Bunlardan başka, devlet nihai işveren olduğunda: yapısal veya döngüsel veya mevsimsel etkenler olmadan işsizlik azalır, toplumda dezavantajlı durumda olan yoksulluk sınırının altında yaşayanlar, uzun süredir işsiz olanlar, yaşlılar vb. sosyal hayata yeniden katılır, sosyal hizmetler böylece daha verimli ve kaliteli hale gelir hatta bu tarz işlerde istihdam edilenler çalışma ve faydalı olma alışkanlıkları kazanır. Program kapsamındakilerin harcamalarının çarpan etkisi de maliyetleri azaltır. Ayrıca hesaplamalara göre gelişmiş ülkelerde bu tarz kişilerin istihdamının GSYİH’ya maliyeti yüzde bir civarında olmaktadır. Dahası, çoğu ülkede bulunan ve kanunen bütçe giderleri için kullanılması yasak olan işsizlik fonlarından, toplum yaranına çalışma benzeri programların maliyetleri rahatlıkla karşılanabilir.

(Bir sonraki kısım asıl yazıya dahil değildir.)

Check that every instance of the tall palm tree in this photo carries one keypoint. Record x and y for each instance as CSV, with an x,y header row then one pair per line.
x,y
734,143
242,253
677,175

Öte yandan, gelir otonom harcamaların pozitif bir fonksiyonudur. Bu yüzden gelir dağılımı, talep, işsizlik ve ekonomik istikrar gibi çeşitli faktörlerle birlikte incelenmesi gerekir. Talep yetersizliği durumunda ortaya çıkan işsizlik, gelirin düşmesine neden olur. Çünkü işsizlik oranları toplumun belirli kesimlerini daha fazla etkiler. Ekonomik istikrar endojendir. Yani devlet müdahalesi, talep yetersizliğini dengeleyerek ve gelir dağılımını koruyarak ekonomik istikrarı sürdürebilir. Gelir dağılımı ayrıca büyüme ile de ilgilidir ve yatırımlar, sermaye birikimi ile fiyatlandırma da gelir dağılımı ile etkileşim halindedir. Ayrıca, gelir dağılımının adil ve dengeli bir şekilde korunması, ekonominin genel sağlığını da olumlu yönde etkiler. Talep yetersizliği durumunda tüketim harcamalarının düşmesi, gelirinde düşmesine neden olur. Bu durum, düşük gelirli kesimleri daha fazla etkiler ve gelir eşitsizliğini artırır. Çalışanların ve işverenlerin marjinal tasarruf eğilimlerinin farklı olduğundan, işgücünün tasarruf eğilimi, işverenin tasarruf eğiliminden küçüktür. Mal piyasası dengesi de gelir dağılımı ile sağlanır ve gelir dağılımı da yatırımın bir fonksiyonudur. Reel ücretler de bahsekonu bölüşüm ilişkisi içinde izah edilmelidir. Nominal ücretler ise kurumsal faktörler tarafından dışsal olarak belirlenir ve kapitalistler de bu durum karşısında kârlarının sabit kalması ve yatırımların finansmanı için ürünlerin fiyatlarını artırırlar.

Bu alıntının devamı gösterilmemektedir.